Was zunächst vernünftig und wie ein sehr nüchterner Bericht klingt, ist in der Welt der Luftfahrt und Flugzeugfans alles andere als das. „Für mich ist es ein Kunstwerk“, sagt ein User auf Reddit über die Boeing 757-300. Viele andere möchten dem „fliegenden Bleistift“, wie das Flugzeug wegen seiner schmalen und langen Form genannt wird, die letzte Ehre erweisen und das Flugzeug noch einmal sehen.
Abschied von Europa
An Flughäfen in den USA ist dies dank Delta und United Airlines weiterhin möglich, die das Modell derzeit nur für Inlandsflüge nutzen. Allerdings wird die 757-300 vermutlich (zumindest vorerst) komplett aus dem europäischen Luftraum verschwinden. Eine ukrainische Fluggesellschaft hat die Modelle noch im Portfolio, sie sind jedoch derzeit nicht im Einsatz. „Schade, dass sie geht. Ich würde sie gerne wiedersehen“, schreibt ein User in einem der Foren.
Und selbst Condor selbst hat offenbar Mühe, bei der offiziellen Trennungsverkündung emotional aufrecht zu bleiben. Der Abschied sei „nicht nur für Luftfahrtfans, sondern auch für viele Mitarbeiter von großer Bedeutung.“
Lang und ohne Schnickschnack
Doch was macht dieses Flugzeug eigentlich so besonders? Zunächst einmal: die Länge. Im Vergleich zum 757-Basismodell kamen noch einmal sieben zusätzliche Meter hinzu, was dem Flugzeug nicht nur eine sportliche Optik, sondern auch einfach mehr Platz verleiht.

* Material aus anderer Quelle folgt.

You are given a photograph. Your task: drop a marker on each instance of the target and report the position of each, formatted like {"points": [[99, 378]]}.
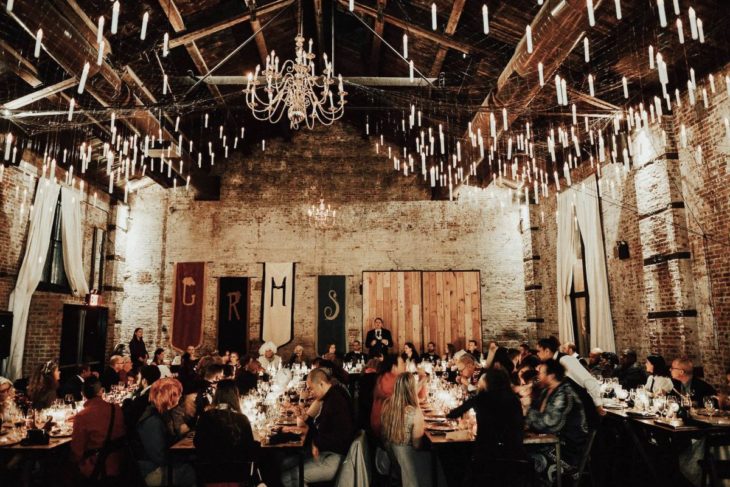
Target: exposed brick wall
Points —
{"points": [[385, 221], [46, 309]]}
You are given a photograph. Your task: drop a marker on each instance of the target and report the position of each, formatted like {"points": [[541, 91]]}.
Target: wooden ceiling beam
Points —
{"points": [[378, 27], [416, 30], [227, 24], [40, 94], [178, 25], [451, 24], [23, 68]]}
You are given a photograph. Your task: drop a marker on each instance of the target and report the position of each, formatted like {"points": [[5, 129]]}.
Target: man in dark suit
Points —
{"points": [[74, 385], [685, 383], [378, 340], [135, 406], [110, 376]]}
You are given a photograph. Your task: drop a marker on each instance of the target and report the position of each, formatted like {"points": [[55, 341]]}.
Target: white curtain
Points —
{"points": [[567, 241], [589, 221], [36, 249], [584, 198], [72, 238]]}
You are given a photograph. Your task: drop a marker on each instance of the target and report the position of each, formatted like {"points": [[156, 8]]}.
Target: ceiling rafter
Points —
{"points": [[379, 27], [227, 24], [451, 24], [173, 15], [416, 30]]}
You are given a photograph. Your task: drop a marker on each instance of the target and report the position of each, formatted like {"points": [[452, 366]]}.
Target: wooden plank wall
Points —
{"points": [[418, 307], [396, 298], [451, 308]]}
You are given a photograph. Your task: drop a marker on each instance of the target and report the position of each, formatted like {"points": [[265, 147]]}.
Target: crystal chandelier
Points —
{"points": [[321, 216], [294, 88]]}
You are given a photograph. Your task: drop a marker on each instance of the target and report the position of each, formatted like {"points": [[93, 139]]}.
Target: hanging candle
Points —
{"points": [[100, 30], [115, 17], [693, 23], [485, 18], [143, 30], [100, 54], [71, 105], [680, 30], [662, 13], [591, 15], [38, 40], [82, 81]]}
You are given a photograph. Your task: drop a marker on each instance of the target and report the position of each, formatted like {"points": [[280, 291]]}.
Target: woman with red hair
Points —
{"points": [[156, 434]]}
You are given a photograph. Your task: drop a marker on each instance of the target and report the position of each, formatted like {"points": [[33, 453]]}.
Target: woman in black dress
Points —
{"points": [[137, 350]]}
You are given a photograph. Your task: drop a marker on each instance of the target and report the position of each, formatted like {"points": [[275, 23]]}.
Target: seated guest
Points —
{"points": [[355, 354], [223, 434], [297, 357], [468, 372], [135, 406], [156, 434], [43, 385], [331, 428], [660, 380], [160, 361], [91, 427], [248, 377], [594, 362], [629, 373], [430, 354], [473, 348], [410, 357], [686, 384], [8, 409], [391, 366], [403, 430], [267, 356], [137, 349], [211, 374], [558, 411], [110, 375], [127, 375], [75, 384], [500, 423], [331, 353]]}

Da auf Schnickschnack wie weitläufige Business- oder First-Class-Kojen verzichtet wird, kann Condor an Bord des längsten Schmalrumpfflugzeugs der Welt, das nur 55 Mal gebaut wurde, insgesamt bis zu 275 Passagiere unterbringen (bald: finden). Die Mehrzahl der Sitzplätze ist eher eng, dafür gibt es am jeweiligen Zielort Luxus und Beinfreiheit.
Denn: Da die Kombination aus Einfachheit und Volumen vor allem in den üblichen Sommer-Sonnenscheinzielen gefragt war und ist, wurde die Boeing 757-300 bei Condor vor allem als Ferienflugzeug eingesetzt. Die Bezeichnung „Mallorca-Bomber“ bezieht sich nicht nur auf das Flugzeug, das sich in der Endphase befindet. Ins Bild passt, dass die letzten beiden regulären Flüge von Düsseldorf nach Palma (29. Oktober) und von Frankfurt nach Hurghada in Ägypten (2. November) gehen.
„Sehr effektives Arbeitstier“
„Er ist schlank und elegant, aber auch ein sehr effektives Arbeitstier“, beschreibt Luftfahrtjournalist und -experte Andreas Späth die Vorzüge des baldigen Frührentners, der bald nicht mehr fliegen wird. Das Feldpferd im Körper eines Springpferdes, um in der Sprache zu bleiben, wurde nicht umsonst von Spaeth in seinem Buch „Flugzeuglegenden“ gewürdigt. Und auch wenn Legenden niemals sterben, altern sie und werden von der nächsten Generation überholt.
Von den 20 Boeing 757-300 der Condor bleiben im Jahr 2025 sieben übrig, wie die Airline auf Anfrage mitteilte. Bald ist Schluss und die letzten Flugzeuge gehen zurück an die Leasinggesellschaft. Kabinenpersonal, bereiten Sie sich auf die Landung vor!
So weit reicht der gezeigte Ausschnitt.